Gravitas has partnered with a well funded FinTech Start-Up specialising in building Gen AI financial advisory solutions for enterprise businesses.
As the Lead Machine Learning Engineer specialising in Generative AI, you will be at the helm of cutting-edge AI projects that will fundamentally reshape how financial decisions are made. Your work will directly influence how personalised, real-time financial insights are delivered, enabling smarter, more efficient advisory services and improving the overall customer experience. This is a unique opportunity to lead transformative AI solutions in a fast-growing sector.
Position: Lead Machine Learning Engineer
Salary: £80,000 - £105,000
Benefits: Equity + Benefits package
Location: Sherborne / Remote (occasional travel to London to be on client site)
Sector: FinTech
The day to day:
- Lead the development of innovative Generative AI models tailored to the wealth management industry.

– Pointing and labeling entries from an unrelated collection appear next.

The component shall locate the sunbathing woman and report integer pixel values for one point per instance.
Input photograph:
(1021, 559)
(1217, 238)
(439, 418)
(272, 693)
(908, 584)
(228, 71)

- Drive the optimisation of large language models (LLMs) to extract deeper insights and enhance prediction capabilities for financial applications.
- Spearhead the implementation of Retrieval-Augmented Generation (RAG) systems, improving the AI's performance in specific financial scenarios.
- Lead initiatives for model fine-tuning, ensuring generative models perform optimally in real-world financial contexts.
- Design and build scalable AI pipelines capable of managing and processing complex financial data.
- Innovate in the field of Conversational AI, enhancing client-advisor interactions with intelligent, real-time decision-making systems.
- Develop and deploy AI-driven systems capable of real-time financial data analysis and actionable insights.
- Write clean, maintainable, and efficient code, establishing best practices for AI infrastructure within the company.
- Collaborate closely with cross-functional teams to integrate AI solutions into the core platform.
Essential skills / experience:
- 6+ years of experience as a Machine Learning Engineer, with a strong track record of impactful AI projects.
- Expertise in Generative AI, with at least 1 year of hands-on experience working with generative models.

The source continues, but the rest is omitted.